There is lurking in this doctrine the fragmentation of our solidarity as a nation. We believe in and are willing to pay for the common or public goods of national defense, anticrime measures, or educational spending (within limits to be sure). But health care appears to an exception to this rule of helping fellow citizens, especially those who can’t help themselves. Other developed (and some developing) nations have organized themselves for single government-provided health care at less cost and comparable quality to us. Why not America? Why is it that we will gladly pay taxes to haul away the trash of others but not to patch up their wounds?
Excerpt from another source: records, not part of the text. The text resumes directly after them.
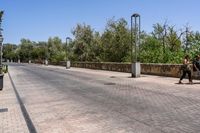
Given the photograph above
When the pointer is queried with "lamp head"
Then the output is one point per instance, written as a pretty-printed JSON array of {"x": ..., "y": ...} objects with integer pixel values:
[{"x": 135, "y": 15}]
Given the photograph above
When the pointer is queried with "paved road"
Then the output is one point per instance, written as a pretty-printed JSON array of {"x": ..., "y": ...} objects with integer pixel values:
[{"x": 57, "y": 100}]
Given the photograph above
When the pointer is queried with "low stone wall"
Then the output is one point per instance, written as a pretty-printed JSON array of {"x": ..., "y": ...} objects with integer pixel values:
[
  {"x": 170, "y": 70},
  {"x": 152, "y": 69}
]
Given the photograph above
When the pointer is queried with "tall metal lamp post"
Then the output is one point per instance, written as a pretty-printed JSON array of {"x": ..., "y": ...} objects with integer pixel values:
[
  {"x": 68, "y": 64},
  {"x": 135, "y": 42},
  {"x": 1, "y": 45}
]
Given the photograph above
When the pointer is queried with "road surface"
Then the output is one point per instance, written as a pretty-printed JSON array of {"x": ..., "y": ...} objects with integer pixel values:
[{"x": 56, "y": 100}]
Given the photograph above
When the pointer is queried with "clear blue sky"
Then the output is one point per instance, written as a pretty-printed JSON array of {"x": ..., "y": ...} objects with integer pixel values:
[{"x": 38, "y": 20}]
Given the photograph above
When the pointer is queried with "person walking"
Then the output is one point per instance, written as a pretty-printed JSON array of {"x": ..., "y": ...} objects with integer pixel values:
[{"x": 186, "y": 69}]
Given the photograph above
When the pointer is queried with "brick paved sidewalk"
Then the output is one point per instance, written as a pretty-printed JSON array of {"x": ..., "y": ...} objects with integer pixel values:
[{"x": 11, "y": 118}]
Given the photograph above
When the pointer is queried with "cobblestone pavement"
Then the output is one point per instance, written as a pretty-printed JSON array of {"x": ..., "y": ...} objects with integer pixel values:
[
  {"x": 11, "y": 118},
  {"x": 88, "y": 101}
]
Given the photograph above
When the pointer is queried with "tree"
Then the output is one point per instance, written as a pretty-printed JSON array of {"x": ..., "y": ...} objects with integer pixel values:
[{"x": 116, "y": 41}]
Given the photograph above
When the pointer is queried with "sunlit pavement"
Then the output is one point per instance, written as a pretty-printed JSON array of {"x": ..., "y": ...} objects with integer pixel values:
[{"x": 59, "y": 100}]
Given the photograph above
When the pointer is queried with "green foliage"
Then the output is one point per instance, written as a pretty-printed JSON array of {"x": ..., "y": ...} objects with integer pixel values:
[{"x": 164, "y": 45}]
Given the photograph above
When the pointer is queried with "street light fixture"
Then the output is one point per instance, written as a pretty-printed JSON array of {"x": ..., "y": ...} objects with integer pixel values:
[
  {"x": 68, "y": 39},
  {"x": 1, "y": 45},
  {"x": 135, "y": 44}
]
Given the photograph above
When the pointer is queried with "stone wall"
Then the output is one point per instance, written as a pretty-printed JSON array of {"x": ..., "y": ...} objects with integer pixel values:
[
  {"x": 152, "y": 69},
  {"x": 170, "y": 70}
]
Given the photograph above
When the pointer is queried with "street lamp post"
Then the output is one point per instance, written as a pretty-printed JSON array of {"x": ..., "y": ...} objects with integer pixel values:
[
  {"x": 1, "y": 45},
  {"x": 135, "y": 43},
  {"x": 68, "y": 64}
]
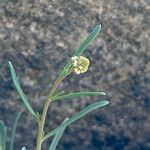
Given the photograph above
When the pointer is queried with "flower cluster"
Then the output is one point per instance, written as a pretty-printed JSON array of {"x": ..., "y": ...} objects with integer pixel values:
[{"x": 80, "y": 64}]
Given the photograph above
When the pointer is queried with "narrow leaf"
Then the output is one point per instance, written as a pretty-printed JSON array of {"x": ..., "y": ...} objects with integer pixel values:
[
  {"x": 57, "y": 136},
  {"x": 77, "y": 94},
  {"x": 2, "y": 136},
  {"x": 20, "y": 91},
  {"x": 77, "y": 116},
  {"x": 84, "y": 45},
  {"x": 14, "y": 129},
  {"x": 24, "y": 148}
]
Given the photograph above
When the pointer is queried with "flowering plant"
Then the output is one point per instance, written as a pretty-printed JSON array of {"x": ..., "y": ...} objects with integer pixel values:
[{"x": 78, "y": 64}]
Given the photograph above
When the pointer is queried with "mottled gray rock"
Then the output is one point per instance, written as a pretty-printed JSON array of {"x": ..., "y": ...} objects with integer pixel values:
[{"x": 39, "y": 37}]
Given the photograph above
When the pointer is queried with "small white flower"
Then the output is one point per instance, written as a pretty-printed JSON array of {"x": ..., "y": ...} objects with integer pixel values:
[{"x": 80, "y": 64}]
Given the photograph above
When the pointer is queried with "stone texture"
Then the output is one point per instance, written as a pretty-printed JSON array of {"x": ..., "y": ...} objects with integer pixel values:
[{"x": 39, "y": 36}]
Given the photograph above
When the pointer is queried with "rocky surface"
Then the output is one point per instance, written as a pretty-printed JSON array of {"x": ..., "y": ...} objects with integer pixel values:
[{"x": 39, "y": 36}]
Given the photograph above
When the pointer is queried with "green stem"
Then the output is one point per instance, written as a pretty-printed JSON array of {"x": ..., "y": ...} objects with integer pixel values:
[{"x": 45, "y": 110}]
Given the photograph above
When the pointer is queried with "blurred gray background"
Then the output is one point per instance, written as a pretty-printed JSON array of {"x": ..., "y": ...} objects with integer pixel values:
[{"x": 40, "y": 36}]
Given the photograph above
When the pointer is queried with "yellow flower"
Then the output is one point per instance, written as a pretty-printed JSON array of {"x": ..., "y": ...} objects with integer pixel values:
[{"x": 80, "y": 64}]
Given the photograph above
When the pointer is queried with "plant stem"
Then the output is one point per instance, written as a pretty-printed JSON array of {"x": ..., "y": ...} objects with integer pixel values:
[{"x": 46, "y": 106}]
Perhaps it is that health care is the most important common good and, hence, not to be entrusted to government hands generally deemed to be incompetent. We see what can happen to postal mail that is lost or slow in semiofficial hands; we don’t want that to happen to our treatment in the hands of a [government-hired] physician. Meanwhile, don’t dare touch our Social Security or Medicare.

We see this philosophy in the Republican-devised bill (1) to replace Obamacare with a reduction in the number (mere millions) of persons receiving Medicaid benefits, and (2) the companion gift of reduced taxes on the wealthy, which were designed to pay for those benefits. It is the fulfillment of the dream of Trumpites to elevate with one swoop the doctrine of self-responsibility and the avoidance of taxes. It is a negative form of nationalism (America First!) that celebrates solidarity against the world beyond our borders but scants the world of neighbors within.

Henry Precht is a retired Foreign Service Officer.